HAART was defined following the Department of Health and Human Service/Kaiser Panel guidelines[20] and defined as: (a) two or more nucleoside reverse transcriptase inhibitors (NRTIs) in combination with at least one protease inhibitor (PI) or one non-nucleoside reverse transcriptase inhibitor (NNRTI); (b) one NRTI in combination with at least one PI and at least one NNRTI; and (c) an abacavir or tenofovir containing regimen of three or more NRTIs in the absence of both PIs and NNRTIs. Combinations of zidovudine (AZT) and stavudine (d4T) with either a PI or NNRTI were not considered HAART. While HAART use can vary over time, in this analysis we consider trends following first HAART initiation.
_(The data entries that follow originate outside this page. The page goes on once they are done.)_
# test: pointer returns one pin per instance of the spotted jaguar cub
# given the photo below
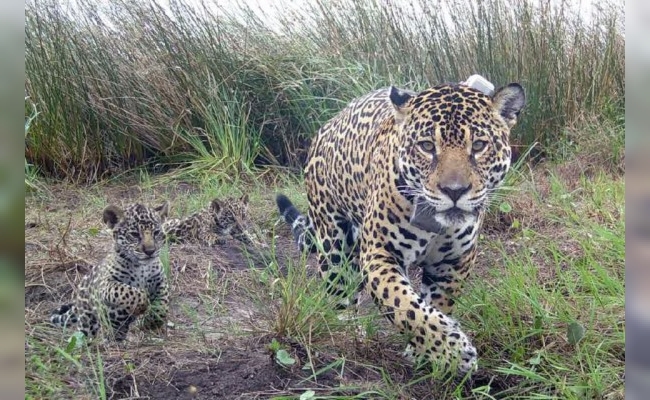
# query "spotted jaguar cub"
(129, 282)
(212, 225)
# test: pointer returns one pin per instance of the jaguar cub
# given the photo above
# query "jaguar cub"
(129, 282)
(212, 225)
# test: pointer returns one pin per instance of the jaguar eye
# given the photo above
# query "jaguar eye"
(478, 145)
(427, 146)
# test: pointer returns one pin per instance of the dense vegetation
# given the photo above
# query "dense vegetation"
(131, 82)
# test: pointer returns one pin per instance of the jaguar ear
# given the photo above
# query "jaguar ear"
(162, 210)
(112, 216)
(399, 98)
(508, 101)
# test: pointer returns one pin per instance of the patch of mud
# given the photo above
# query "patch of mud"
(231, 374)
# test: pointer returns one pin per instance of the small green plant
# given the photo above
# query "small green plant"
(281, 355)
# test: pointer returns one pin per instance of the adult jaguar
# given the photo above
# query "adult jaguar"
(129, 282)
(399, 179)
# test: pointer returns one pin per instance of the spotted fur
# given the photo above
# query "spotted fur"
(213, 224)
(400, 179)
(129, 282)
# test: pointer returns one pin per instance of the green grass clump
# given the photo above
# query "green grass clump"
(130, 83)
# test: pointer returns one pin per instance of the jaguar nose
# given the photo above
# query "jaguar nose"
(455, 191)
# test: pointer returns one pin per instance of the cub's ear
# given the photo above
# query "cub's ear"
(162, 210)
(399, 98)
(112, 216)
(508, 101)
(215, 206)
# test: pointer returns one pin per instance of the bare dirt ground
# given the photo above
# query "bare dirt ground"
(218, 345)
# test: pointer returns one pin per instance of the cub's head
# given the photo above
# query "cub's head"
(228, 212)
(136, 230)
(453, 146)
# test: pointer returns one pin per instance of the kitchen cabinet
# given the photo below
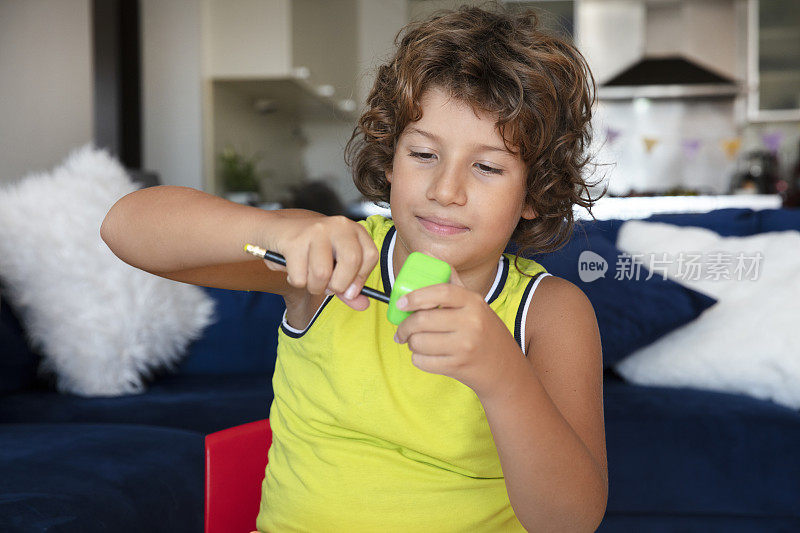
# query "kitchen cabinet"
(307, 44)
(773, 51)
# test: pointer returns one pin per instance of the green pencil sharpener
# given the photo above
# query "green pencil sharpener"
(418, 271)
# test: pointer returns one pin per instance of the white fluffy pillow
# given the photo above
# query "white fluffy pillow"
(747, 342)
(100, 324)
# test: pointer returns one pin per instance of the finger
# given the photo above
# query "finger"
(320, 265)
(274, 266)
(297, 266)
(455, 279)
(369, 258)
(348, 261)
(430, 320)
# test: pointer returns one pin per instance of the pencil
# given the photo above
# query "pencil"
(278, 258)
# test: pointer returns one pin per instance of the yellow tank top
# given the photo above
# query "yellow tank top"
(364, 441)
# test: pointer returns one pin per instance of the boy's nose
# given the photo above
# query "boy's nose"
(447, 187)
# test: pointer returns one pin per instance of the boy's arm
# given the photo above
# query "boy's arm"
(548, 421)
(191, 236)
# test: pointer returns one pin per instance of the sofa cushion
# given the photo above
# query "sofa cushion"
(199, 403)
(243, 339)
(18, 362)
(631, 313)
(779, 219)
(684, 451)
(86, 478)
(729, 221)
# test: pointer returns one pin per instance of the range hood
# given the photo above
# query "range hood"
(667, 77)
(680, 41)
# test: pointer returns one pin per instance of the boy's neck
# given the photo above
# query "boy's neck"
(479, 280)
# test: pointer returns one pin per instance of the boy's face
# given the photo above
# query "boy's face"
(452, 194)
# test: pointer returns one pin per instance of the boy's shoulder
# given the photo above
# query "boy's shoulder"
(523, 266)
(377, 226)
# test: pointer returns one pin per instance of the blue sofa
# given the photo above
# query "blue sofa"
(679, 459)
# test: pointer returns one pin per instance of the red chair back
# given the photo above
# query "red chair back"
(235, 463)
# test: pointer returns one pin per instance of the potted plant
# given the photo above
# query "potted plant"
(239, 176)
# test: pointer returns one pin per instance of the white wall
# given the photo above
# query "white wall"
(45, 83)
(323, 158)
(172, 89)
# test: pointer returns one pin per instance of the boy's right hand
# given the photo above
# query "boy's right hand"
(323, 254)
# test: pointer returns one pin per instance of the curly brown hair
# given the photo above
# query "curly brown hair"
(536, 83)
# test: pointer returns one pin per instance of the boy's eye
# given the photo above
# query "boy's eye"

On the basis of results from prior studies and data available in WIHS, we selected a number of variables possibly affecting participants' and/or provider's decision to initiate HAART or their QOL. Age was determined at the matching visit. Race/ethnicity was categorized as White non-Hispanic, Black non-Hispanic, Latina/Hispanic and other. Education level at study entry was coded as less than high school, completed high school, and above high school. Annual gross income was dichotomized as greater than $12,000 or not. The number of HIV-related constitutional symptoms, including fever, diarrhea, memory problems, neuropathy symptoms (numbness, tingling or burning), unintentional weight loss, confusion and night sweats, were aggregated for each visit. Standardized three or four color flow cytometry was used to determine total CD4+ cells/mm3 at laboratories concurrently[21] at each visit. Plasma HIV-1 RNA levels were measured using the isothermal nucleic acid sequence based amplification (NASBA/Nuclisens) method (bioMérieux, Boxtel, NL) in laboratories participating in the NIH/NIAID Virology Quality Assurance Laboratory proficiency testing program. The current lower limit of quantification was 80 copies/ml using 1.0 ml sample input. Self-reported depressive symptoms was measured using the 20-item Center for Epidemiological Studies Depression Scale (CES-D)[22], with a total score of 16 or greater used to define the presence of depression. Current employment, any insurance coverage, clinical AIDS diagnosis, and the number of outpatient visits, hospitalizations and medications taken (antiretroviral and non-antiretroviral) since last visit, were also included in our analysis. As calendar time affected the chance of HAART initiation[3, 16], it was also included as a covariate in estimating propensity score.

Statistical analysis

Propensity score matching

Unlike in randomized trials, use of therapies in observational studies is not from random assignment and thus unbalanced distributions of background confounders may bias the estimated exposure effects. To account for this, conventional matching or stratification methods can sometimes be used to create groups of exposed and unexposed individuals with similar measured covariates. Given the large number of background covariates and limited sample size in most observational studies, it is often implausible to control all covariates at one time in this way. As an alternative, propensity score methods have been developed[23] that attempt to match or stratify on a scalar propensity score that reflects an individual's estimated probability of taking a treatment conditional on other variables. By selecting exposed and unexposed individuals matched on the propensity score, we eliminate the associations between HAART initiation and these covariates; thus, these factors will not serve as confounders when we evaluate the effect of HAART. As many factors could affect HAART initiation in WIHS, it is reasonable to use propensity score matching to help eliminate indication bias.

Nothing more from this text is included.